La mancanza di personale

“Ci piacerebbe leggere che la nostra Regione Puglia promuove la cultura della buona nascita, oltre a quella cinematografica o alla tutela ambientale”,  auspica quindi Esterina Marino, anche lei parte dell’associazione RiNascere al Naturale, della quale è vicepresidente. “Ci piacerebbe leggere belle testimonianze delle eccellenze della sanità pugliese nei reparti maternità, oltre, ad esempio, a quelle del Centro Antiveleni. Ma purtroppo, ad oggi, non è così”, continua. “Le donne ci raccontano di padri che non possono sostenerle durante il travaglio,  non possono entrare in sala parto, non possono stare in ospedale con loro più di 1 ora al giorno. E se da un lato c’è l’intenzione legittima di tutelare donna, neonato e operatori tutti, dall’altro non capiamo come mai non ci sia stato un potenziamento degli operatori nei reparti maternità, per compensare la mancanza di una persona di supporto. Non capiamo come mai le donne, a poche ore dal parto, vengano “sgridate” quando si alzano in autonomia per prendere dell’acqua alle macchinette, solo perché hanno sete e non c’è nessuno a cui chiederla. O del perché vengano lasciate senza mangiare quando il travaglio si prolunga oltre l’orario previsto per i pasti (sappiamo quanto i neonati, da buoni mammiferi, adorino nascere soprattutto nel silenzio della notte e quanto presto si mangi negli ospedali!)”, conclude.

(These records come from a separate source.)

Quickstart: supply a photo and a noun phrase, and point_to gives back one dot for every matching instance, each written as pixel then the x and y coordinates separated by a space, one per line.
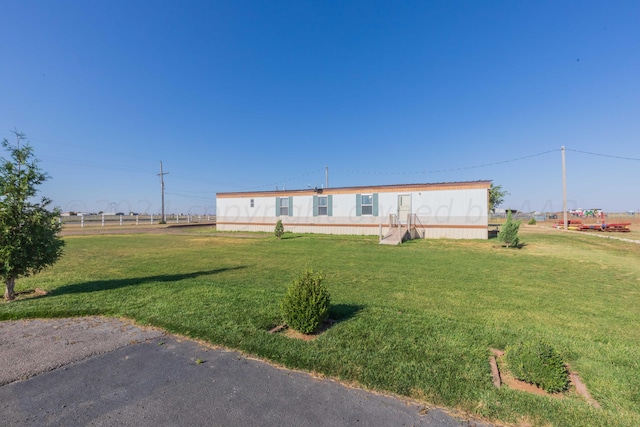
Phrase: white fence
pixel 105 220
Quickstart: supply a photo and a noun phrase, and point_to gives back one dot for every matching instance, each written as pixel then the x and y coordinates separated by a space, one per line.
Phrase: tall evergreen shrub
pixel 306 304
pixel 509 232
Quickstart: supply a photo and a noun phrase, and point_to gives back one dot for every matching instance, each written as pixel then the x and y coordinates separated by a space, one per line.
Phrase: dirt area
pixel 41 345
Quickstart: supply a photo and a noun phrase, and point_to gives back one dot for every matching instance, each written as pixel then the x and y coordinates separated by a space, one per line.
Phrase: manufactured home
pixel 456 210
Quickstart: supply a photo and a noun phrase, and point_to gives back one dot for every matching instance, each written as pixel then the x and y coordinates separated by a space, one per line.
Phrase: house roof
pixel 464 185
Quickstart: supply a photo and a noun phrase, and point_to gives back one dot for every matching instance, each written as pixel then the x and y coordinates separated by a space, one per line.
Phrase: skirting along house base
pixel 456 210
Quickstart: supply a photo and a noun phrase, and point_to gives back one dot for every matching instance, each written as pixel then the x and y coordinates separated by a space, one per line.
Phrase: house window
pixel 323 205
pixel 284 206
pixel 367 204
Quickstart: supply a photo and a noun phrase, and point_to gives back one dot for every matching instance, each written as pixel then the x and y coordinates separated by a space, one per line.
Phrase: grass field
pixel 417 320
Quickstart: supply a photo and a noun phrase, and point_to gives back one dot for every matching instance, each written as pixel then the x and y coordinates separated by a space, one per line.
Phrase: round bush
pixel 306 304
pixel 538 363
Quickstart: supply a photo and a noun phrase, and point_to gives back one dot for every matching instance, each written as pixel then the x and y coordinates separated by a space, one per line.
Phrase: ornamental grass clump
pixel 538 363
pixel 306 304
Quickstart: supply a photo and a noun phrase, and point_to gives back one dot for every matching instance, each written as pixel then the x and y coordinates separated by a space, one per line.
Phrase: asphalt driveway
pixel 103 372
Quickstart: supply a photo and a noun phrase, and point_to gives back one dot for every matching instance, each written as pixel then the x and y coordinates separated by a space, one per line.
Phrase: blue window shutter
pixel 375 204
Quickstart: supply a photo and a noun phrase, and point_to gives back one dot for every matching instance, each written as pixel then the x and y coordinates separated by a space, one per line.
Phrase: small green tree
pixel 306 304
pixel 509 232
pixel 279 231
pixel 29 240
pixel 538 363
pixel 496 196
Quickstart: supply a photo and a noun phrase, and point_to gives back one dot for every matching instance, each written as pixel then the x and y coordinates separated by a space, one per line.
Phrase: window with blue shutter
pixel 367 204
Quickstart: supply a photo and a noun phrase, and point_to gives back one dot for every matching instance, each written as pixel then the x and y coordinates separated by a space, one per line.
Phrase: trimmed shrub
pixel 279 230
pixel 538 363
pixel 509 232
pixel 306 304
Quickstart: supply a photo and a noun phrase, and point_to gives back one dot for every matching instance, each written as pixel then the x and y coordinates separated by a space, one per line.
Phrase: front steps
pixel 396 236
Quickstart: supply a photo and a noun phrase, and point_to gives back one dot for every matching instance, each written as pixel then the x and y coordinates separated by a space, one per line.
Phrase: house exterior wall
pixel 450 210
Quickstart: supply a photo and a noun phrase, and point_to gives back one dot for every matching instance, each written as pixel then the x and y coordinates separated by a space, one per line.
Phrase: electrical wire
pixel 603 155
pixel 451 169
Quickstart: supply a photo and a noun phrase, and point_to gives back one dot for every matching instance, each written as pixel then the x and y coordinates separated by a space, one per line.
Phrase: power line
pixel 604 155
pixel 451 169
pixel 282 181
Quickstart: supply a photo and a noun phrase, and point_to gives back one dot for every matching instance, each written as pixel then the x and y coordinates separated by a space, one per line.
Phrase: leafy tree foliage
pixel 496 196
pixel 29 240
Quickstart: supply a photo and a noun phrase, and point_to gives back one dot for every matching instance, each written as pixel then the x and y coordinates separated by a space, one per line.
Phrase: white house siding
pixel 451 210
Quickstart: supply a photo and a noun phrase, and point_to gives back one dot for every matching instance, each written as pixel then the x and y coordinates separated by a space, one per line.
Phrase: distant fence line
pixel 105 220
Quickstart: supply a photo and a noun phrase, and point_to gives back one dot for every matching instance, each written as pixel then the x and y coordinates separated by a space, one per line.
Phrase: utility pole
pixel 326 176
pixel 161 175
pixel 564 190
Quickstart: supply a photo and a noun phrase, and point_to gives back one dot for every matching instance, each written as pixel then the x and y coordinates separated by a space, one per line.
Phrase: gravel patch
pixel 40 345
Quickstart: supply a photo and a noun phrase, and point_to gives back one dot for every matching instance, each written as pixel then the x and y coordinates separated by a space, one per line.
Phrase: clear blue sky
pixel 250 95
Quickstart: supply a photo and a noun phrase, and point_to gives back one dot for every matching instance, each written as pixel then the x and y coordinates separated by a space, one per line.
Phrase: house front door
pixel 404 207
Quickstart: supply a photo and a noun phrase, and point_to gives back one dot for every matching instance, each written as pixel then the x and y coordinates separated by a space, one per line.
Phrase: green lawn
pixel 417 319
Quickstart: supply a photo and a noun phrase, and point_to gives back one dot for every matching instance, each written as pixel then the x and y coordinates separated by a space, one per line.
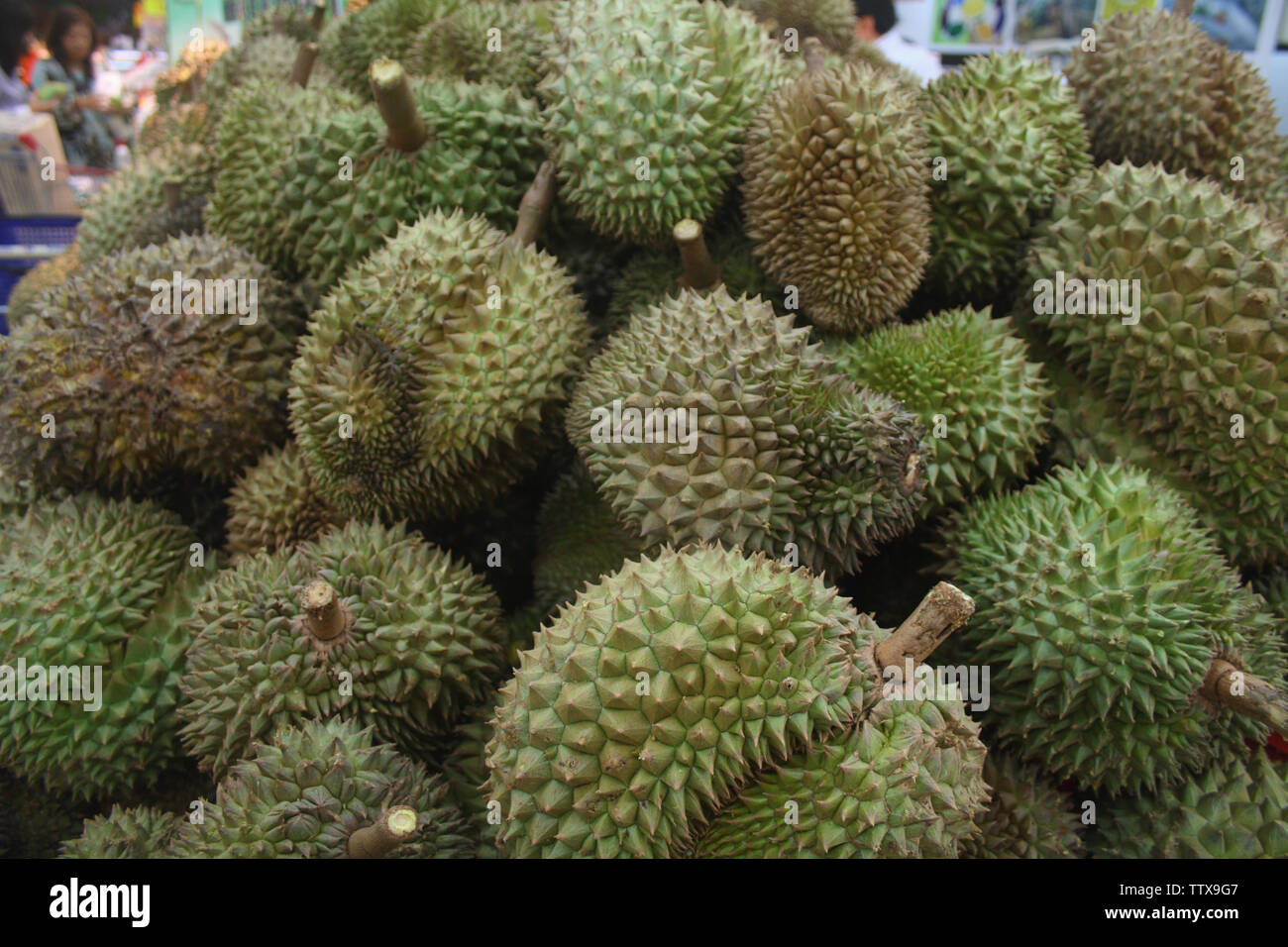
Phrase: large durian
pixel 104 385
pixel 1113 628
pixel 1199 363
pixel 97 587
pixel 647 106
pixel 967 377
pixel 784 455
pixel 835 195
pixel 365 622
pixel 326 789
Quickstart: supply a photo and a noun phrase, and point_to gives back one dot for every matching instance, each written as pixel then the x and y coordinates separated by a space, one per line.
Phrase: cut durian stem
pixel 397 107
pixel 1247 694
pixel 303 65
pixel 535 206
pixel 944 609
pixel 384 835
pixel 700 272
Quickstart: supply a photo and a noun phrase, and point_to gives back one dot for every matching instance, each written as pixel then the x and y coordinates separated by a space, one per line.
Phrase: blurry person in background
pixel 63 84
pixel 876 26
pixel 13 47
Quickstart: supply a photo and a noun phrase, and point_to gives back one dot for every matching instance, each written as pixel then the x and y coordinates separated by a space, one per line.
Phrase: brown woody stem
pixel 1247 694
pixel 397 107
pixel 382 835
pixel 944 609
pixel 303 65
pixel 700 272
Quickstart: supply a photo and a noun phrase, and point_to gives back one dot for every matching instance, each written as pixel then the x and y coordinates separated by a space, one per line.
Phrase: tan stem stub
pixel 382 835
pixel 389 85
pixel 944 609
pixel 1245 693
pixel 303 65
pixel 700 272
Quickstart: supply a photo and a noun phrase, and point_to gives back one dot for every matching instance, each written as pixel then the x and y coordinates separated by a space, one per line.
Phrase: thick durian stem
pixel 397 107
pixel 535 206
pixel 944 609
pixel 303 65
pixel 384 835
pixel 325 616
pixel 1256 697
pixel 700 272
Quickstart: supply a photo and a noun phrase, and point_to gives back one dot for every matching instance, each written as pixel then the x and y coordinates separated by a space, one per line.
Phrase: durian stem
pixel 384 835
pixel 303 65
pixel 1256 698
pixel 397 107
pixel 944 609
pixel 325 616
pixel 700 272
pixel 535 206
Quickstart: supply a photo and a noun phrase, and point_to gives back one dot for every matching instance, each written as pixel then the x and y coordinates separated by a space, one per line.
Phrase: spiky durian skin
pixel 450 350
pixel 1028 817
pixel 786 450
pixel 134 393
pixel 647 105
pixel 836 195
pixel 1087 585
pixel 483 150
pixel 424 638
pixel 906 783
pixel 245 189
pixel 743 659
pixel 1236 808
pixel 308 789
pixel 275 505
pixel 1210 343
pixel 137 831
pixel 1158 89
pixel 1012 138
pixel 973 371
pixel 90 582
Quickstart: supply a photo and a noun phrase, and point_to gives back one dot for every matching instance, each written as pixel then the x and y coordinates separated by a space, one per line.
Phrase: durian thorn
pixel 397 107
pixel 303 65
pixel 325 615
pixel 1245 693
pixel 944 609
pixel 700 272
pixel 535 206
pixel 382 835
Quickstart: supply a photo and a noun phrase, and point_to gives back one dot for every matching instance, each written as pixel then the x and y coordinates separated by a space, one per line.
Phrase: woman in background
pixel 63 84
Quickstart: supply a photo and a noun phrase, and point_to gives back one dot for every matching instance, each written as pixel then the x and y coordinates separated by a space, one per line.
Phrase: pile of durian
pixel 368 573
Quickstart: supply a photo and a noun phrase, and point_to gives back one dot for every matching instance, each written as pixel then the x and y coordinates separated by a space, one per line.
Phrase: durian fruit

La lettera aperta alle Asl

“Come rappresentanti di un’associazione che si batte per i diritti di donne e neonati”, Esterina e Denise si sono fatte portavoce di un gruppo di mamme leccesi prossime al parto, promuovendo una lettera aperta destinata ad Asl e ospedali nella quale esse pretendono “di venire informate e rassicurate sulle procedure assistenziali adottate“. La lettera porta oggi in calce le firme di future mamme, ma anche di mamme ormai lontane dal parto, professionisti, ostetriche, associazioni sparse sul territorio nazionale. “Continueremo a chiedere chiarezza ai primari dei reparti”, avvertono. Mentre dal governatore Emiliano attendono parole che pongano fine al caos di questi mesi, in quanto “rappresentante dei nuovi cittadini e delle loro madri”. Perché si sa, e noi ci crediamo davvero, “la mano che dondola la culla è la mano che regge il mondo”.